Disse a ele que já havia morado num albergue e também era corintiano. Nem poderia ser diferente - disse a ele - maloqueiro é maioria na torcida do Corinthians. Ele riu. É verdade: jornalista, maloqueiro e corintiano. Conversamos também com Roberto Gomes, 30 anos, auxiliar de pintura. Está sobrevivendo com a venda de algodão-doce e mora no albergue Pedroso, localizado no viaduto do mesmo nome, sobre a avenida 23 de Maio. Mantido pela Igreja Metodista, esse albergue é bem conceituado em todos os sentidos. Por isso mesmo, conseguir uma vaga ali é difícil. "Tive sorte e me sinto bem lá", disse, enquanto aguardava a ordem para entrar na boca de rango.
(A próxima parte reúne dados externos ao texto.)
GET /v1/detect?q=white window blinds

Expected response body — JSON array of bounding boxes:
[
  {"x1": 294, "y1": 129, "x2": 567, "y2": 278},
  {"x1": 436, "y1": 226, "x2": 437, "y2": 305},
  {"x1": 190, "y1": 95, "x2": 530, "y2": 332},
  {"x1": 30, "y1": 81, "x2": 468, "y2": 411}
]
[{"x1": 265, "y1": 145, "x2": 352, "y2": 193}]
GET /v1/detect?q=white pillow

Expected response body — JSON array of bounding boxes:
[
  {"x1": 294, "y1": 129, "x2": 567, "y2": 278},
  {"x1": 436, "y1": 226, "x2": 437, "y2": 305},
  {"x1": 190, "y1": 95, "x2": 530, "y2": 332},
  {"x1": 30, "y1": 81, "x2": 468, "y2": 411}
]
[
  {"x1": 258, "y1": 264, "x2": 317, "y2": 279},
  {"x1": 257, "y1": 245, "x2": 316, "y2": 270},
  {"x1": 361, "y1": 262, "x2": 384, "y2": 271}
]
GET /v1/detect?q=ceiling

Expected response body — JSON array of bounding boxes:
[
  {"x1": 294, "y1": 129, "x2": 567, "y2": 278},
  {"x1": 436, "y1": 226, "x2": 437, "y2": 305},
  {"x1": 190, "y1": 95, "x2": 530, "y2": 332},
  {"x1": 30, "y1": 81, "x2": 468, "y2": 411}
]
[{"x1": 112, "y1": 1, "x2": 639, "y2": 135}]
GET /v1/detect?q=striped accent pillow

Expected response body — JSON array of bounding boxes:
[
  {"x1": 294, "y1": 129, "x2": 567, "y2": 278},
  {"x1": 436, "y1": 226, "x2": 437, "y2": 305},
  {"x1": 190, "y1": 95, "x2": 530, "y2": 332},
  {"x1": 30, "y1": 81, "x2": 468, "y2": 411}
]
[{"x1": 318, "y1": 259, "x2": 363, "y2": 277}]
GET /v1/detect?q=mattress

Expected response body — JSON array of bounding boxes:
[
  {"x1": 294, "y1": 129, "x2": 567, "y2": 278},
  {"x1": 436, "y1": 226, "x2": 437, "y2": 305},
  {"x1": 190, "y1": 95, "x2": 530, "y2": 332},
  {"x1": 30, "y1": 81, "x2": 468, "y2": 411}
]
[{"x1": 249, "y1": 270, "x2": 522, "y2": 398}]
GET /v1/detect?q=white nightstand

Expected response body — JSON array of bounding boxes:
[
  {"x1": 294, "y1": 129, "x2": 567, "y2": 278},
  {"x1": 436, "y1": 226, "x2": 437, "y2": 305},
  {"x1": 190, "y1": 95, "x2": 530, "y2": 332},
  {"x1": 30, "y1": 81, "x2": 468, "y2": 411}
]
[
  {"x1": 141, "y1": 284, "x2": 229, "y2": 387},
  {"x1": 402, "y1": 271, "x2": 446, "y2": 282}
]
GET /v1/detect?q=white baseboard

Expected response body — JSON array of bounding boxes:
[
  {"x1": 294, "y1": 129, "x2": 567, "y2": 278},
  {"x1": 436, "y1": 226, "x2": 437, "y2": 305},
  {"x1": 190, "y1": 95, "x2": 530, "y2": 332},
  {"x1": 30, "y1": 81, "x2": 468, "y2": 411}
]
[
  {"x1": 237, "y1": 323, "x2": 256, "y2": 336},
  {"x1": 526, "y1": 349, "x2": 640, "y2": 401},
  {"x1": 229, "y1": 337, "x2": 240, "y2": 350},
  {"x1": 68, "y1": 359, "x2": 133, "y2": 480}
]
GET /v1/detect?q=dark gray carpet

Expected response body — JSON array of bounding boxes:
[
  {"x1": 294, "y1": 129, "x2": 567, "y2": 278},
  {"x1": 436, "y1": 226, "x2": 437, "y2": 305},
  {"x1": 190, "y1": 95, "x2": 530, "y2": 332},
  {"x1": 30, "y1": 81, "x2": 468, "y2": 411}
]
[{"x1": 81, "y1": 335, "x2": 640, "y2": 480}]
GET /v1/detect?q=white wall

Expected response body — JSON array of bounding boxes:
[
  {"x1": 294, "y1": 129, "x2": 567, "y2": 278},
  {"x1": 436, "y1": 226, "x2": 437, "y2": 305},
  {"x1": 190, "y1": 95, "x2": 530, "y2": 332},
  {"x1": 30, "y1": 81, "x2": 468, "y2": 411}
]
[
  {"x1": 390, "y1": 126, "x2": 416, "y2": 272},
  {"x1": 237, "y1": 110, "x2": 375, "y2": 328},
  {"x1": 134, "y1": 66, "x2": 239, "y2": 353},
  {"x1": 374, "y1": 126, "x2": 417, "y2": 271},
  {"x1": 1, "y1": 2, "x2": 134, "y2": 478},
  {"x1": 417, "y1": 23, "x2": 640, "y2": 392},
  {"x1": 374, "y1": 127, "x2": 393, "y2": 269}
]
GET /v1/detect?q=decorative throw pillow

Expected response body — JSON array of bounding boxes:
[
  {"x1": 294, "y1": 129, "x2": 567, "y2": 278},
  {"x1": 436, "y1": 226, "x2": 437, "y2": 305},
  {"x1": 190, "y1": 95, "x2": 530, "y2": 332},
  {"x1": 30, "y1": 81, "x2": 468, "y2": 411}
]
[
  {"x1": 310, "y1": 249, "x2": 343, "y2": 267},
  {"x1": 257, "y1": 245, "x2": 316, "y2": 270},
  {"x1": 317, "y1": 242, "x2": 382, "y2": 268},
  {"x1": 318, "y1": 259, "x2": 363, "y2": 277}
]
Fiz questão de passar na Casa Irmão Faria, que fica na rua Jaceguai, uma ruazinha paralela ao viaduto Jacareí. Lá, eles servem sopa, todos os dias, às 14h. Ali não é necessário pegar senha nem se cadastrar. Junto com o pessoal que mora na rua até o cachorro entra. E dá para repetir a sopa de legumes, doada pelo Sacolão do bairro quantas vezes for possível. Um dia, assoei o nariz com meu lenço e os meus companheiros me chamaram a atenção: "Isso não se faz à mesa", me disseram.
O albergue mais conceituado, em todos os sentidos, é o Arsenal da Esperança. Fica no bairro da Mooca, perto da estação Bresser do metrô. Aos domingos e feriados abre as suas portas às 14h, impedindo que os moradores passem o dia inteiro na rua. O mesmo ocorre quando chove. Está equipado com duas ou três ambulâncias, tem médico e enfermeiras. Oferece vários cursos para os albergados, entre eles, de teatro. Mantém convênios com empresas que oferecem trabalhos temporários, oferece emprego para os albergados que lá residem, remunerando e fazendo registro na Carteira de Trabalho. O sistema de identificação digital evita a formação de enormes filas e conta ainda com quadras de futebol de salão.
Todos os albergados que por lá já passaram falam muito bem dele. Eu mesmo estava pensando em me transferir para lá, caso continuasse por mais tempo tendo de morar num albergue. Era administrado por pessoas da comunidade italiana, com verbas do governo do Estado. Agora, esse albergue passou para as mãos da Prefeitura e seus moradores temem que a qualidade dos serviços oferecidos caia.
O albergue São Camilo, administrado por religiosos que também cuidam de um hospital com o mesmo nome é menor, mas o tratamento oferecido é mais humano.
O pior de todos era o São Francisco, onde fiquei. Ele foi desativado depois de 8 anos (nunca se tomou uma providência antes para tirá-lo debaixo do viaduto Jacareí). Era uma pocilga. Lembrava muito Auschwitz. Agora, funciona na Baixada do Glicério, mas continua superlotado e muito criticado por seus moradores. Encontrei com alguns deles ontem na Praça da Sé. Eles não gostam de ser identificados, com medo de serem cortados e irem de vez para a rua. Mas ainda reclamando das humilhações a que continuam sendo submetidos.